Again it’s not their fault that their parents can afford but I feel like it’s my fault that mine can’t . It’s something I do a lot to blame myself with everything because no one ever admits to anything. I know that the youth of 1976 were suffering and fought for their freedom, they could face their problems head on,they were able to deal with what they can see and plan with what they saw. A lot of them lost lives, got injured, left school, eloped and others are a living testimony. Till today we are able to go to school do whatever we love and do it proudly . I’m actually proud of how we get our gowns and becoming educated. 

Well that was their battle they had to fight during their era and we were then born without this issue of having to fight for education to come to us I mean the government is doing a great job to keep us in school even though there are glitches that led us to fight for correct education and fees. That right there showed us that, fighting for the same thing again ain’t what we are here to do as this generation. Ours is complex, our fight is fixing the stigmas lying in the air that they even formed a virus.
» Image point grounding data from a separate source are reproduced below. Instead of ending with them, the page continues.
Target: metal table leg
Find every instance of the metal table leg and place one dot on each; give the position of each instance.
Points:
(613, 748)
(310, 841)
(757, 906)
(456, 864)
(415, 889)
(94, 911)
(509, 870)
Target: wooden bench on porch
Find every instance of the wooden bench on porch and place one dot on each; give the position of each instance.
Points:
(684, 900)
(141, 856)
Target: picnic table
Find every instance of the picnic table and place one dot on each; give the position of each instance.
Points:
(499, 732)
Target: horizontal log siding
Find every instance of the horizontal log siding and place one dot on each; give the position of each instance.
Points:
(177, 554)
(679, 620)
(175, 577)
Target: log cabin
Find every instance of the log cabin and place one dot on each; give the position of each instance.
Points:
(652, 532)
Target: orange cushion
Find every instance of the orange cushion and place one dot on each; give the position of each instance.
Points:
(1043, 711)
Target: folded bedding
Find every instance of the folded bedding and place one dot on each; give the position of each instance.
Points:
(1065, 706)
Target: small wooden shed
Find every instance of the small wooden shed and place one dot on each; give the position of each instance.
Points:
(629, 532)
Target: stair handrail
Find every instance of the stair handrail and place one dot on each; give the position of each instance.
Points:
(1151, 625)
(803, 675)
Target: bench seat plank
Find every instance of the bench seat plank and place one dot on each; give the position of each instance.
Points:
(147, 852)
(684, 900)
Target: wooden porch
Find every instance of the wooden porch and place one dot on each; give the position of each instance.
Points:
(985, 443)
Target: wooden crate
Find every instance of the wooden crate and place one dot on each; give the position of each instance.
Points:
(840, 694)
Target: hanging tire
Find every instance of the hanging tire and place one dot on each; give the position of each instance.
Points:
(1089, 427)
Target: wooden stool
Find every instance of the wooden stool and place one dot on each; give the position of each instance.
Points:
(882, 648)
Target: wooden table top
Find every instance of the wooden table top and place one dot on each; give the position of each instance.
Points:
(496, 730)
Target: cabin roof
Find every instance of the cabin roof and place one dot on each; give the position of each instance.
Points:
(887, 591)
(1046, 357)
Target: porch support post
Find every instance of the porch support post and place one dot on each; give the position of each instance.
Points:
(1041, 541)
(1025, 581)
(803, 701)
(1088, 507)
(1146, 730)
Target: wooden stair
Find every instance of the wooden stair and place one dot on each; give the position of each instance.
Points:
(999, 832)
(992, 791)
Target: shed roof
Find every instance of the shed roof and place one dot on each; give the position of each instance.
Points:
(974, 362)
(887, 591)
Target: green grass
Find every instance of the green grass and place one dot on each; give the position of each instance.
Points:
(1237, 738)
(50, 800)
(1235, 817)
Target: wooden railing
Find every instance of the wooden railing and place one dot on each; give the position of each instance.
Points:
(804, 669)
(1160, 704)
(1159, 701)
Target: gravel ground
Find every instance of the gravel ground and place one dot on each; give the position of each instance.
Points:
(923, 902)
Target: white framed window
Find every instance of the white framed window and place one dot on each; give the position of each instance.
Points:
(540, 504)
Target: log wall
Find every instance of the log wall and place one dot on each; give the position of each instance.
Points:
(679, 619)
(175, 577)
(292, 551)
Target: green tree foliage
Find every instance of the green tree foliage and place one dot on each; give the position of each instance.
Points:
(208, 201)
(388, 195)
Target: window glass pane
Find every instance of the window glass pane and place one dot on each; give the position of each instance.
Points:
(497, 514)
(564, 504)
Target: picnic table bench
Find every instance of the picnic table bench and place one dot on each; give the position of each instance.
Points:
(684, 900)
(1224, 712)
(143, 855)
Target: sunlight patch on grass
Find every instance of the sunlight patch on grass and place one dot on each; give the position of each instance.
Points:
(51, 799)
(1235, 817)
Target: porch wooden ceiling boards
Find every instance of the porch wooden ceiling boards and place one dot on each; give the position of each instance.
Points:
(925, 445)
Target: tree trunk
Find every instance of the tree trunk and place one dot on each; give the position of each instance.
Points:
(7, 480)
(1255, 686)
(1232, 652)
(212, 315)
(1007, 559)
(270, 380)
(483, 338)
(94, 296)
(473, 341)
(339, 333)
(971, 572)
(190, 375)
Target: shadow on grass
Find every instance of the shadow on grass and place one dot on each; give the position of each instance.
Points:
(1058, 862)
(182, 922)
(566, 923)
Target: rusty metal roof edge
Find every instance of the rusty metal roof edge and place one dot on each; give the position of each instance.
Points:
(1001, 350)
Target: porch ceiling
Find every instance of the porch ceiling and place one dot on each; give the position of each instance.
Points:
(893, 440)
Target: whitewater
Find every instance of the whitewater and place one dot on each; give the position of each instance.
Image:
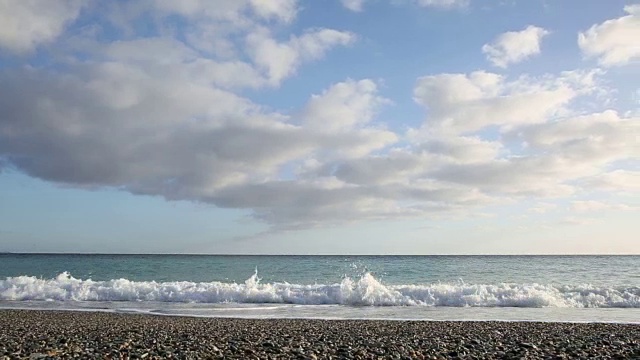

We are a generation of multiple suicide cases, rapes, gender Based Violence, wanting to be famous and influencial and being poor. We are living in poverty but we look like we can afford because of the pressure of changes us specifically native nation want to upgrade to but are given less

It’s the anger we contain in ourselves. It is the tears we cry alone thinking we don’t want to bother people. It’s those thoughts we have at night when those who lives good are snoring. We are the suicidal, angry, heartbroken and low self esteemed generation. We are fighting with someting that might over power us something that will collect us where we are one by one. Our great grandfathers and grandmothers tears are vocalised by us. Suicide, mental health in general is the pandemic we currently facing as the youth of the world. Whether rich,poor, blonde, bald, short,tall. We are all comfarble speaking about death than living. Some will say the world is coming to an end but I say with us it starts. We will break all the false information instilled in us about gender, love culture, who’s supposed to be submissive, what is to submit, gender strength. We are broken by different scenarios and it’s survival of the fittest. 

We are scared of the truth. We don’t like to realise that if we could say sorry to the people we hurt, we can heal a lot of hearts. We are slowly losing ourselves and it needs us to unite and fight with our biggest enemy living in us. Disturbing our way of living. I know we are tired, we are disappointed and we appreciate danger like it’s candy we are not safe amongst ourselves. We talk to each other without us hurting each other. We are hungry. Some for real food probably even “simple maize porridge with 1 teaspoon of sugar” Some hungry for acceptance an easy ” I love you my child and your sexuality.” Hungry for success because we are sold success and not the actual importance of living. We are living in poverty that doesn’t include food only but lack of understanding that how do I drink water for dinner while other are feeding on feasts.